# Does Draymond Green deserve a max deal?



## Basel

> During Golden State’s game against the Cleveland Cavaliers on Jan. 9, analyst Jeff Van Gundy made a bold prediction about Draymond Green on the broadcast: “I really think he's going to be a max player.”
> 
> Twitter did a double take over a valuation that few, if any, had offered publicly. Van Gundy had a solid case, though, even if it went against conventional wisdom: "How many guys defend, rebound, pass and make 3s? That combination, you just don't see."
> 
> While you just don’t see Green’s combination of skills, you also just don’t see guys averaging fewer than 12 points getting max restricted offers -- unless they’re 7 feet tall. If Van Gundy’s right, if this does indeed happen, it would have to mark a sea change in the business of basketball.
> 
> We’re talking about a second-round pick who’s shorter than 6-6 in socks, who doesn't jump high, create his own shot or dominate the ball. A rookie max deal for a scrappy “tweener” averaging the fourth-most points per game on his team? Basketball doesn’t work that way -- yet. This summer will be a good test of whether teams pay big for a guy who does all the “little things.”
> 
> Green might not boast gaudy traditional stats, but one stat in particular loudly agrees with Van Gundy's assertion. Real plus-minus, which measures a player by how his team does when he’s in the game, lists Green as the 10th-best player in the league. He’s first among wings, ahead of even LeBron James. Of course, Green isn't technically a wing this season; he’s starting at power forward. But that ambiguity of position reflects the value he brings. Against the Mavericks, he ably guarded Dirk Nowitzki and Monta Ellis in the same game. It’s difficult to fit a player like this into a box.
> 
> Perhaps you assume his RPM is a fluke, some bizarre byproduct of an excellent Warriors run. That would make sense except Green was third among wings in real plus-minus last season, when he played much of the season among an anemic bench lineup. Green also produced a positive RPM as a rookie despite shooting a horrific 32.7 percent from the field.
> 
> “Draymond Green is the poster boy for the defensive superstar who is making contributions that are on par with offensive superstars that we easily recognize,” said Steve Ilardi, one of the architects of RPM.
> 
> Green’s ability to guard five positions has been praised, but the underpaid are often paid in compliments like “heart,” “grit” and “hustle.” The idea behind using a team success stat is to make Green’s production register in the way, “25 points per game” resonates. That kind of resonance might elevate an athlete’s status from “gritty” to “superstar.” When I asked if the Warriors should match a rookie max offer, Ilardi answered: “Yes.”
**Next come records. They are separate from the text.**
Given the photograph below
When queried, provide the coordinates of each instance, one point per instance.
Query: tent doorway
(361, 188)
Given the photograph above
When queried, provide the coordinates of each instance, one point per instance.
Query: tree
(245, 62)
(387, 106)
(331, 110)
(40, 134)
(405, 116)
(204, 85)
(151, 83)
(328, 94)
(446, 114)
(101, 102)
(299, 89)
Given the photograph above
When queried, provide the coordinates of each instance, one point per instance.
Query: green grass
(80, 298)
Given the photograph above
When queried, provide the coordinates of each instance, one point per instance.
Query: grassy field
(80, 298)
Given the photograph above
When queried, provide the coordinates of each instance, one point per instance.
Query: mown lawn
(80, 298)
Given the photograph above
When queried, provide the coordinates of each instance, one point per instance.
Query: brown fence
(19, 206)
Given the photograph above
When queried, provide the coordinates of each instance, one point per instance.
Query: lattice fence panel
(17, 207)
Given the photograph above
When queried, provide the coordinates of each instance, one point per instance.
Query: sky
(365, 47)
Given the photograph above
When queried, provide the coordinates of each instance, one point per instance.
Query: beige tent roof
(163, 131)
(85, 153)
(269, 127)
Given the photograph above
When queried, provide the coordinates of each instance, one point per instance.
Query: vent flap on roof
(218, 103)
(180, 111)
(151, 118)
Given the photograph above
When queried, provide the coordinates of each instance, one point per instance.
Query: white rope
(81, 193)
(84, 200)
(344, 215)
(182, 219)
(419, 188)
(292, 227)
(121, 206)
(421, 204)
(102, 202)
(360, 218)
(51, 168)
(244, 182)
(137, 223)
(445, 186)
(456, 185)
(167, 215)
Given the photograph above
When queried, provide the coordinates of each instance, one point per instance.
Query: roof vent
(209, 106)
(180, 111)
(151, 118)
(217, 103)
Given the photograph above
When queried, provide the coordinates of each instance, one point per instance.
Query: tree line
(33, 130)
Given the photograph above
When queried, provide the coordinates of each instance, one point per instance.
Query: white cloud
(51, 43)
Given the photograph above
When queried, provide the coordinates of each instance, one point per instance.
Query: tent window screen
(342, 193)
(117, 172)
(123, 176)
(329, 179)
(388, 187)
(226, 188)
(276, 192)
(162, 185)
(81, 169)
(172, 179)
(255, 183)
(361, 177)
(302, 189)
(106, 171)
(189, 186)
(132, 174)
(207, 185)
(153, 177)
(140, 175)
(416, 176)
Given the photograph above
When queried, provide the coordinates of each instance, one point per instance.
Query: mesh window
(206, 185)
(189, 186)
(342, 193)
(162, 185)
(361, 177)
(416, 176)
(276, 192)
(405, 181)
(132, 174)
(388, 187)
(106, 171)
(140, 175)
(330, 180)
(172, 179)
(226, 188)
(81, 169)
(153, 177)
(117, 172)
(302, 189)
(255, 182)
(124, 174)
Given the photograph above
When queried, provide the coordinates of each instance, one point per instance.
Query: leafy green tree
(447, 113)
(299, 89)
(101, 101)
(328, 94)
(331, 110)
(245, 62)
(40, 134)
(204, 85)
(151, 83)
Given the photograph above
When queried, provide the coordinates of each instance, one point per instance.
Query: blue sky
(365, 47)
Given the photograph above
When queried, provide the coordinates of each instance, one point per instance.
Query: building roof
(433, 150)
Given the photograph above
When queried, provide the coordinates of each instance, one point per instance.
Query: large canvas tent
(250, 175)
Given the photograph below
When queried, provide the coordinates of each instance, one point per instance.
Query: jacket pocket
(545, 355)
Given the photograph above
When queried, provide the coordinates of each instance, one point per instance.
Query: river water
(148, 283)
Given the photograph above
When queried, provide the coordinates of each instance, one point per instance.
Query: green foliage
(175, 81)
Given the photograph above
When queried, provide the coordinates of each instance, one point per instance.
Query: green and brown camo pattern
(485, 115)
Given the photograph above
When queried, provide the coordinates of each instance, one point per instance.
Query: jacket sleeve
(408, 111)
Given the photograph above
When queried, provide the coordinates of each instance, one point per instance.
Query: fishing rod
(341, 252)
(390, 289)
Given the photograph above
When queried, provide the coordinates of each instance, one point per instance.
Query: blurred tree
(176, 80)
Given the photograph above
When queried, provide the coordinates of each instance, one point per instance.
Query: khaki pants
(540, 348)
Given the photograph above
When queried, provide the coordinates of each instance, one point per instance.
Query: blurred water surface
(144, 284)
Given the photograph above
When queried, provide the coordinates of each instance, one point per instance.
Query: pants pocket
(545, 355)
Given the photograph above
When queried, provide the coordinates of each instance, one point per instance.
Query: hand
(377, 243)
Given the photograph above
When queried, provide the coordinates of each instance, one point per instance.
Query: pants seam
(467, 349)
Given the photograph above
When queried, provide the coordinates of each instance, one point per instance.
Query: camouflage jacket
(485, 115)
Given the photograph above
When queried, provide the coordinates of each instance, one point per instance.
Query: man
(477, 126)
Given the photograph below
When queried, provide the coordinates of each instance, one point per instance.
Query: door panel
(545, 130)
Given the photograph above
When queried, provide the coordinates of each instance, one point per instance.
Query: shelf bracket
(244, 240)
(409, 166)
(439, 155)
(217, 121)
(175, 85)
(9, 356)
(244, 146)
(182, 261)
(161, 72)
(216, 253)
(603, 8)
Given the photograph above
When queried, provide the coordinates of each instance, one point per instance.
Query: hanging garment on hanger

http://espn.go.com/blog/golden-state-warriors/post/_/id/252/does-draymond-green-deserve-a-max-deal


----------



## e-monk

no but with the cap bounce coming a max now will look decent in 3 seasons so who knows?


----------



## Diable

It depends on who gives it to him really. He'd be worth it to GSW. David Lee's contract has to go, if you figure out how to dump him you're golden.

Some team like the Knicks or the Lakers gives him a Max deal without a bunch of other good players on the team, that's a disaster in the making.


----------



## Mrs. Thang

Green is a great basketball player. I don't think he is going to get a max deal, but it will be close. I don't think Golden State can keep him for less than $10-12 million per year.


----------



## R-Star

Diable said:


> It depends on who gives it to him really. He'd be worth it to GSW. David Lee's contract has to go, if you figure out how to dump him you're golden.
> 
> Some team like the Knicks or the Lakers gives him a Max deal without a bunch of other good players on the team, that's a disaster in the making.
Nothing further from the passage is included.